Le Monde : Le 17 décembre 2013
La CGT avait fait de leur cas une bataille emblématique de la défense des libertés syndicales et d'expression
Le tribunal correctionnel de Roanne (Loire) a relaxé mardi 17 décembre les cinq militants de la CGT qui étaient poursuivis pour avoir refusé un prélèvement ADN, estimant que ce prélèvement n'avait en réalité pas lieu d'être. A l'audience le 5 novembre, le parquet avait requis un mois de prison avec sursis à l'encontre des cinq prévenus, quatre hommes et une femme, fonctionnaires de la défense et agents hospitaliers.

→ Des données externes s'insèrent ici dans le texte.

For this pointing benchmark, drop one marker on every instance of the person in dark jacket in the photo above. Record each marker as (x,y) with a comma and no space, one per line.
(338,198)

En novembre 2012, ils avaient été reconnus coupables par la cour d'appel de Lyon de « dégradations en réunion », mais dispensés de peine, pour avoir inscrit des tags sur un mur en marge d'une manifestation contre la réforme des retraites en 2010.
Ils avaient notamment écrit « casse-toi pov'con », deux ans après que Nicolas Sarkozy, alors président de la République, eut lancé cette même invective à un visiteur du Salon de l'agriculture qui refusait de lui serrer la main. Ils avaient cependant été convoqués par la police et la gendarmerie pour être inscrits au fichier national automatisé des empreintes génétiques (Fnaeg), ce qu'ils ont refusé en mai, récoltant ainsi un nouveau procès.
Les syndicalistes avaient écrit sur un mur « casse-toi pov'con »
- Comment ça casse-toi ? Viens ici l'écrire !
Le tribunal de Roanne a estimé qu'un prélèvement ADN ne pouvait concerner que des personnes condamnées, alors que les cinq prévenus avaient été dispensés de peine. Le parquet général n'aurait donc pas dû requérir ce prélèvement et la justice ne pouvait donc pas leur reprocher de l'avoir refusé, selon le jugement. Le tribunal a également considéré que les gardes à vue du mois de mai étaient irrégulières. Les cinq syndicalistes encouraient un an de prison et 15 000 euros d'amende.
Le secrétaire général de l'union locale CGT du Roannais, Serge Lenoir, s'est félicité de ce jugement marquant, selon lui, « la victoire du raisonnable contre l'absurdité ». « La lutte menée par nos cinq camarades est aussi celle de tous les militants traînés devant les tribunaux », a-t-il réagi, alors que plus de 300 personnes, selon la police, s'étaient rassemblées dans le calme devant le palais de justice de Roanne au moment du délibéré pour soutenir les prévenus.
La CGT avait fait de leur cas une bataille emblématique de la défense des libertés syndicales et d'expression, qu'elle juge menacées par la « pénalisation » des mouvements sociaux. Le jour du procès, plusieurs milliers de militants CGT étaient venus de toute la France à Roanne pour les soutenir et réclamer une loi d'amnistie sociale.
Contrôle ADN: La CGT est venue soutenir ses militants
- Bon Bernard, quand t'auras fini j'aurais besoin de ton verre pour faire un prélèvement !
Lors de ce rassemblement, le secrétaire général de la CGT, Thierry Le Paon, avait dénoncé « l'acharnement judiciaire » contre les cinq syndicalistes et reproché au gouvernement d'avoir « refusé le vote d'une loi d'amnistie sociale », un « signe désastreux envoyé au monde du travail par la nouvelle majorité ».
Cette proposition de loi déposée par le Front de gauche a été adoptée par le Sénat en février, avant d'être enterrée via son renvoi en commission à l'Assemblée nationale en mai. La CGT continue de l'exiger, ainsi qu'une loi qui instituerait « des droits nouveaux protégeant les militants syndicaux et progressistes qui agissent dans le cadre d'une action collective ».
Plusieurs militants syndicaux ont déjà été condamnés pour avoir refusé des prélèvements ADN. C'est le cas notamment du délégué CGT du fabricant de pneumatiques Continental Xavier Mathieu, qui s'était vu infliger en appel, en février 2012, une amende de 1 200 euros. Peine confirmée par la Cour de cassation en mars.